Medrese “İlmi faaliyetlere” girecek, belki de “ilmi faaliyetleri” yönlendirecek... Yani bilimsel etkinliklerin nasıl yapılması gerektiği konusunda yol gösterici olacak. Şüphesiz medresecilerin de “ilim”den öğreneceği şeyler var diye düşünüyor olabilir, böyle rasyonel mi düşünecek, bilimin eleştirel bakışını mı edinecek, belki de bugüne kadar üniversitelerimizde bilimsel başarımı düşük buldukları için medreseciler arasından dünya çapında keşifler yapacak elemanlar çıkacak!

Füze gibi tırmanış

Ülkemizde kaç medrese faaliyette resmi rakam var mı bilmiyorum.
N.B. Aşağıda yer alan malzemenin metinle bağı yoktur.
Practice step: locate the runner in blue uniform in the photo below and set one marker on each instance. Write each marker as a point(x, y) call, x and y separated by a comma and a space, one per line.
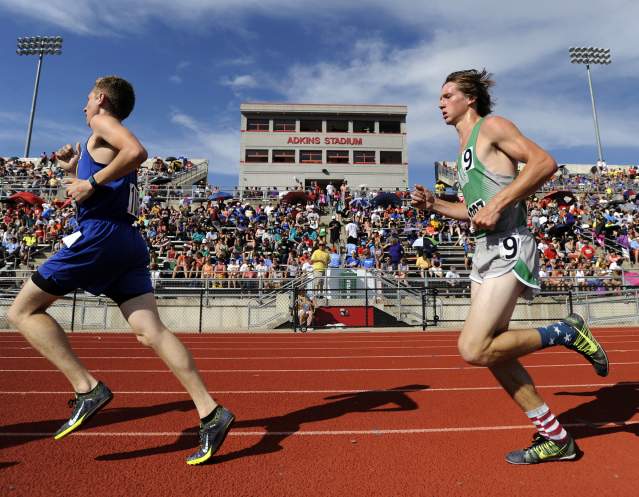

Medreseler yasak değil mi, diyeceksiniz. Diyeceksiniz ki hayat yasa yasak dinlemiyor.. Eğer öyleyse bu durum bizlere de iktidarın yasaklarını dinlememe hakkı veriyor demektir. Ama delinecek yasalara karar verecek olan, iktidar gücü tabii ki.
Medreseci Ali Erbaş beyin üniversite- medrese işbirliği yeni dönemin işareti mi bilemem.
Ama ülkemizde “modern medreseler”in üniversite ile bütünleşmesi son 12 yıldır büyük bir hızla sürüyor: İlahiyat fakülteleri! Ve giderek arttırılan kontenjanları.. İlahiyat fakülteleri AKP iktidarı ve liderinin en çok iftihar edecekleri yerler olabilir. Üniversitelerin hiç bir bölümüne bu kadar büyük yatırım yapılmamış, hiç bir bölümü bunun onda biri kadar bile geliştirilmemiştir.
Şu artışa bakın:
1991 > 8
1992 >18
1994 > 21
2006 > 23
2012 > 42
2013 > 70
2014 > 75
2015 > 78
2017 > 100
2018 > 105
Sanıyorum 17 bin kadar da toplam öğrenci kontenjanları var. Öğrenci kontenjan sayısı 1997’de 3288; 2010: 6 bin; 2011: 8 bin. 2012: 12.540, 2017: 14.538.
Erbaş: İmam hatip öğrenci sayımız 60 binden 1,5 milyona yaklaştı (mezun).

Yetmez, ama devam!

Önceki diyanetçi Görmez 2015’de şöyle diyordu: “Son 10 yılda 40-50 ilahiyat fakültesi açıldı Bu ilahiyat fakültelerinin hepsini Diyanet personeli kurdu. Kimse bunu bilmiyor. Doktora yapan arkadaşlarımızın hepsini biz buralara hoca olarak verdik. Şu anda her biri o üniversitelerde ana bilim dalı başkanı...Olmamız gereken yerde miyiz, değiliz. Daha iyi yerlerde olmalıyız." 80’i aşkın üniversitede cami yaptıklarını da ekliyordu.
2018’de 5 tane daha İlahiyat fakültesi açıldığını okuyorum.
Bu personelin ulvi görevlerinin ne olduğunu, 18 Mart Üniversitesinden bir yard.doç unvanlı aşağıya doğru sarkan kara sakallıdan şöyle öğreniyorduk bu yıl:
Çanakkale ve Bursa'da genelev olarak kullanılan camiler var. Ahır olarak kullanılan camiler var.
Utanmazca ve rezilce ekliyordu da:
Lozan anlaşması da ikinci bir Sevr anlaşmasıydı..”
***
Peki bu kadar imam hatip mezunu ne olacak? Üniversite diplomalı olarak, imam hatip okullarında hızla ve hemen öğretmen oluyorlar. 60 bin daha eksikleri varmış. Garantili iş.
Ayrıca devlete alınırken ne mezunu sorusu önemli: İlahiyat olunca akan sular duruyor.
Türkiye’nin bilime, bilimsel araştırmaya desteğiyle imam hatiplere ilahiyatlara desteği birileri karşılaştırır herhalde.. Bir yazı daha gelecek. Medrese Osmanlıyı batırdı, sıra Türkiye’de mi?